I would say on a technical level this is a more impressive conversion than Pacman simply because there’s a lot more of it. Pacman only has one screen, but here, you’re dealing with four of them plus the intermissions, and all of them are arranged with equal attention and care. It doesn’t really matter that the Mario sprite and rolling barrels are represented by letters of the alphabet, because as we all know, pure gameplay is separate from presentation.

But it cuts both ways. You can’t ignore flaws in a game because it’s on more limited hardware, and though it’s harsh to make comparisons, Kong on the ZX80 doesn’t play quite as well as other more popular versions. For all Paul Farrow’s economy and technical ingenuity, you’ll still find the Commodore 64 version by Ocean more fun, and no doubt that’s unavoidable when looking at the massive differences between the two machines. Apart from the first stage being too easy, there does seem to be an occasional problem with responsiveness most evident on the third stage with the moving platforms, probably because it involves more jumping than the other screens. That slight lack of confidence in the controls can lead to some frustrating moments not found in many of its bigger, well-endowed rivals. For any arcade game with character block movement to be successful, the sprites must move quickly, and that’s why it’s a problem less noticeable with Pacman than in Kong, since Mario controls with a bit more stop-start intricacy than the legendary gobbler.

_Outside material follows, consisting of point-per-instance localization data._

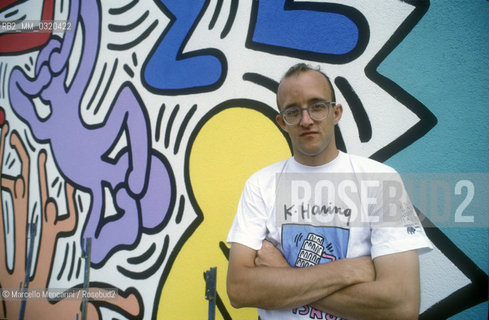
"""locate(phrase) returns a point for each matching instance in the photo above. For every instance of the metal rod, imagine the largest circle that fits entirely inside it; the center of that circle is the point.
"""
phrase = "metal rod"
(210, 291)
(31, 234)
(86, 276)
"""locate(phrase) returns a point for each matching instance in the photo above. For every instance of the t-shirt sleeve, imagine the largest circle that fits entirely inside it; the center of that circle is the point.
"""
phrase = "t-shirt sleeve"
(250, 223)
(396, 227)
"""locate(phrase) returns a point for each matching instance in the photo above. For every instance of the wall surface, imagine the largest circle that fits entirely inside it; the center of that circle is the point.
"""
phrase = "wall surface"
(135, 124)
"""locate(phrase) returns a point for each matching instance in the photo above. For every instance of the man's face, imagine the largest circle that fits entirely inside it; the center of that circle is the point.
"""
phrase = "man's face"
(312, 141)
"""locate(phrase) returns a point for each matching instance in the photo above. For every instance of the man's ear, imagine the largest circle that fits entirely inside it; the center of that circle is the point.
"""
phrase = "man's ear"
(338, 112)
(280, 121)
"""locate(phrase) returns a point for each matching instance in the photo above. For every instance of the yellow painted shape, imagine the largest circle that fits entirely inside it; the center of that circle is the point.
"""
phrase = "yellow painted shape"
(230, 147)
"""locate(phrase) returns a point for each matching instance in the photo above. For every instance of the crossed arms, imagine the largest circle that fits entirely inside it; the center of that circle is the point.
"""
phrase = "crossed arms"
(354, 288)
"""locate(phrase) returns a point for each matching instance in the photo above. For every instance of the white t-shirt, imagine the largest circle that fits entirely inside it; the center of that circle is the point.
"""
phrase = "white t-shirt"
(349, 207)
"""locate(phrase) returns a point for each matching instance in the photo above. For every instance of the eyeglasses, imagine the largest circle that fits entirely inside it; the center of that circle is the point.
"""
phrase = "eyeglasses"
(317, 111)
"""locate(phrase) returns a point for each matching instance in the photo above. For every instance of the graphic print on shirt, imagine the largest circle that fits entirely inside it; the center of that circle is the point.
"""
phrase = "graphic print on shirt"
(307, 245)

In spite of all this, it’s important to remember that ZX80 Kong plays a hell of a lot better than Ocean’s pathetic 1986 Spectrum release, though that probably tells you less about Paul Farrow than it does about Ocean.

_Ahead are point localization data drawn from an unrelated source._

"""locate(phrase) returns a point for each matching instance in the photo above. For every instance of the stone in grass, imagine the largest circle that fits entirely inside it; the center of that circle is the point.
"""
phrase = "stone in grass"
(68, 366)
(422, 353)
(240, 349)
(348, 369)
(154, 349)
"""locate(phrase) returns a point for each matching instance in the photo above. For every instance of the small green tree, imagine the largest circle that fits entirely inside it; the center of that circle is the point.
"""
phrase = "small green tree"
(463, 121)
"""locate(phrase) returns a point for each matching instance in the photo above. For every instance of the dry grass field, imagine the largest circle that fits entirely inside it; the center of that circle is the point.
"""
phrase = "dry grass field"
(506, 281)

If there were a Donkey Kong league table to measure the playability of conversions, I would put this ZX80 title way above the Spectrum flop, nestled in just behind the Colecovision and the original Nintendo C64 licence (1983), and a notch or two below the Commodore 64’s fun 1986 yarn. It’s definitely worth downloading the EightyOne emulator just to see so much being done with so little. Yes, on the pure gameplay side there are better arcade conversions, but one thing’s for sure, you won’t find too many of them on the ZX80, and anybody lucky enough to own the original machine would be a fool to miss out on this one.